Two survivors and the families of two victims of the 1975 Miami Showband massacre in Newry, Co Down are set to receive more than £300k each.
The legal actions against the Ministry of Defence and the Police Service of Northern Ireland (PSNI) seeking damages for assault, trespass, conspiracy to injure, negligence, and misfeasance in public office on behalf of four members of the Miami Showband were settled at the Belfast High Court on Monday, though there was no admission of liability.
Stephen Travers is set to receive £425,000 in damages, while Des McAlea will receive £325,000. The personal representatives of Fran O’Toole and Brian McCoy are to receive £375,000 and £325,000 respectively.
All four plaintiffs were awarded legal costs.
In the early hours of July 31, 1975, the Miami Showband, one of the most popular acts in Ireland at the time, encountered what turned out to be a bogus checkpoint while five members of the band were traveling back to their home in Dublin after a gig in Banbridge, Co Down.
A fake army patrol consisting of Ulster Defence Regiment (UDR) soldiers and Ulster Volunteer Force (UVF) members, wearing British Army uniforms, stopped the band's van and forced the band members to line up at the side of the road.
UVF men Wesley Somerville and Harris Boyle were killed when the explosive device they attempted to place in the band's van detonated prematurely.
The soldiers then opened fire on the band, murdering lead singer Fran O'Toole, guitarist Tony Geraghty, and trumpeter Brian McCoy.
Bandmembers Stephen Travers and Des McAlea were injured but ultimately survived the atrocity, and were both present in Belfast on Monday for the conclusion of the legal action.
“It’s been a very, very painful 46 years, and we thought this day would never come," McAlea said after Monday’s ruling, which comes ten years after a report from the Historical Enquiries Team said the killings raised "disturbing questions about collusive and corrupt behaviour."
Travers said on Monday: “At the end of the day, at least it’s acknowledgment of the collusion that happened.
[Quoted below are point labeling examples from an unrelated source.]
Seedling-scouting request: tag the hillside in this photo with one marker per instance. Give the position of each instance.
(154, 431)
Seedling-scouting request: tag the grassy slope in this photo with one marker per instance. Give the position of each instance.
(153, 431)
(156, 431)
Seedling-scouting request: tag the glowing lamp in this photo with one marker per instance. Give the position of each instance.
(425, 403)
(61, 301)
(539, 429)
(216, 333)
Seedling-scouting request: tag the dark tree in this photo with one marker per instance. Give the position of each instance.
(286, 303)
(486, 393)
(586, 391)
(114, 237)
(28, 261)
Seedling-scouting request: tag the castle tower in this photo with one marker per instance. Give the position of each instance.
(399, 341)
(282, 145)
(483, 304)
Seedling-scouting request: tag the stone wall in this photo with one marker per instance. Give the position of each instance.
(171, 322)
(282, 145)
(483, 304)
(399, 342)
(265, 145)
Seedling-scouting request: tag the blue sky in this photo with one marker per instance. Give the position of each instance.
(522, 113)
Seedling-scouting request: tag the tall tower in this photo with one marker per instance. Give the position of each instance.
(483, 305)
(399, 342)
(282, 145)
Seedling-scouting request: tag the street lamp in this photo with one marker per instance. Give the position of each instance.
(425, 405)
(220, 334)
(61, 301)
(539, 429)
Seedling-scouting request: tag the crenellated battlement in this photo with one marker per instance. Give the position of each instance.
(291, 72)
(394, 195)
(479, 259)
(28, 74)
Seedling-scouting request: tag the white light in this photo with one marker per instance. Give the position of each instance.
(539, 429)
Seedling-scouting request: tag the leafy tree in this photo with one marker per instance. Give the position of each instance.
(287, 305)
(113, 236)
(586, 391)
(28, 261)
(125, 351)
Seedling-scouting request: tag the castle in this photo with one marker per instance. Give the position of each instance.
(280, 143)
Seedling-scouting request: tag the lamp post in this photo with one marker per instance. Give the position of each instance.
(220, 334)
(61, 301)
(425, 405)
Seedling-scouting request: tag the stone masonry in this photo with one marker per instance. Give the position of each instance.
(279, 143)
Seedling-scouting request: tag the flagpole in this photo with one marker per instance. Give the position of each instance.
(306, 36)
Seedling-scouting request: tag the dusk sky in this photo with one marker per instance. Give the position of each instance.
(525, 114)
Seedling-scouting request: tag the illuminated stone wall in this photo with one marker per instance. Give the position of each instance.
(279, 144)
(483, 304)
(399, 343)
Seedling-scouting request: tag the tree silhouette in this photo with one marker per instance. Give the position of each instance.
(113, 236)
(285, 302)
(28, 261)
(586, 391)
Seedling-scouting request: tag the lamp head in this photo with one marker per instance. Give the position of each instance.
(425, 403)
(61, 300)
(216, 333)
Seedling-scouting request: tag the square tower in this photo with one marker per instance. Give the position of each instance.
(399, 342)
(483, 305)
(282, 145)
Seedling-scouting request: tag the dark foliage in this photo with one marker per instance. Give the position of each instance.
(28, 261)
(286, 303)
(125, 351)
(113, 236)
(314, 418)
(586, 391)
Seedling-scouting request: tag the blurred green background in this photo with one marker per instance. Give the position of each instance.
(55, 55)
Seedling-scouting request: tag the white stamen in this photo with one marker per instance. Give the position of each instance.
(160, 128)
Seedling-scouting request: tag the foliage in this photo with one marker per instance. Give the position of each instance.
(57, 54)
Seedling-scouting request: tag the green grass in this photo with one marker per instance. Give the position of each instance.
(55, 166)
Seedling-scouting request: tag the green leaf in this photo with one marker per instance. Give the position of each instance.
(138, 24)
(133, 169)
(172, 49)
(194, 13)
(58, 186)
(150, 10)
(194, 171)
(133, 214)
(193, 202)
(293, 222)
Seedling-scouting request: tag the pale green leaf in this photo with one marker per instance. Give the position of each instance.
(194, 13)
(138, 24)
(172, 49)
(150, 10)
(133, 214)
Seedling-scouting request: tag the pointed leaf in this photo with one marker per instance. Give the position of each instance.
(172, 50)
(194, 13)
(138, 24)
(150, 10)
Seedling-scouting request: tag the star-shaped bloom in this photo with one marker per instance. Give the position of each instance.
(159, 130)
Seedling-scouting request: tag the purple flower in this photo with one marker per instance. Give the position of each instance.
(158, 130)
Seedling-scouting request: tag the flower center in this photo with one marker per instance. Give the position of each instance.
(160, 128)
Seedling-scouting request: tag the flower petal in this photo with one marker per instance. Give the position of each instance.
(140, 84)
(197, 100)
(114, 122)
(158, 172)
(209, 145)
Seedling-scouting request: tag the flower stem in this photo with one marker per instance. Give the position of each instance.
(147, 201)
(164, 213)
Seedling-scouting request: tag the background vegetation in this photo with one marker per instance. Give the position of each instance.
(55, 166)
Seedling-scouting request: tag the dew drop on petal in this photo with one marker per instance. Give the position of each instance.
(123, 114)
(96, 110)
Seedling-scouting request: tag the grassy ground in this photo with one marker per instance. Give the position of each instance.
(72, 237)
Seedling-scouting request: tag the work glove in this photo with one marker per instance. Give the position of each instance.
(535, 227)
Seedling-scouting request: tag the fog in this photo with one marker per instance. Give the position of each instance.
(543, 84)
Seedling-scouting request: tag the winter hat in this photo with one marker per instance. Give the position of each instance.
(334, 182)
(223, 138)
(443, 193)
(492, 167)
I perfectly understand the fact that they didn’t defend this.”
Survivors and relatives of those murdered in the Miami Showband massacre are to receive nearly £1.5m (€1.75m) in total damages to settle claims over suspected collusion with the loyalist terrorist murderers. | More: https://t.co/aoKzRcYgA8 pic.twitter.com/JMl1QWm1SG— RTÉ News (@rtenews) December 13, 2021
Travers shared the victim impact statement he read in court on Twitter. In his statement, Travers speaks fondly of O’Toole, Geraghty, and McCoy before saying: “Sadly, my abiding memories of these three talented young men, that I had just been on stage with playing ‘Clap Your Hands, Stomp Your Feet,’ are forever fused with the most horrific, ever-present images imaginable.”
My Victim Impact Statement which I delivered at The High Court in Belfast today. pic.twitter.com/eMirFWi4Eb— Stephen Travers (@MiamiShowband) December 13, 2021
Later on Monday, Travers said on Twitter that he visited the scene of the crime after the court ruling to pray for his bandmates who were killed that day:
On the way home from the High Court in Belfast tonight, I stopped at the scene of the massacre to say a prayer and to tell Tony and Fran and Brian that I hope they can now, finally, leave that field forever. pic.twitter.com/nhBpNdxRED— Stephen Travers (@MiamiShowband) December 13, 2021
In 2019, the Troubles-era event was the focus of the Netflix documentary, "ReMastered: The Miami Showband Massacre."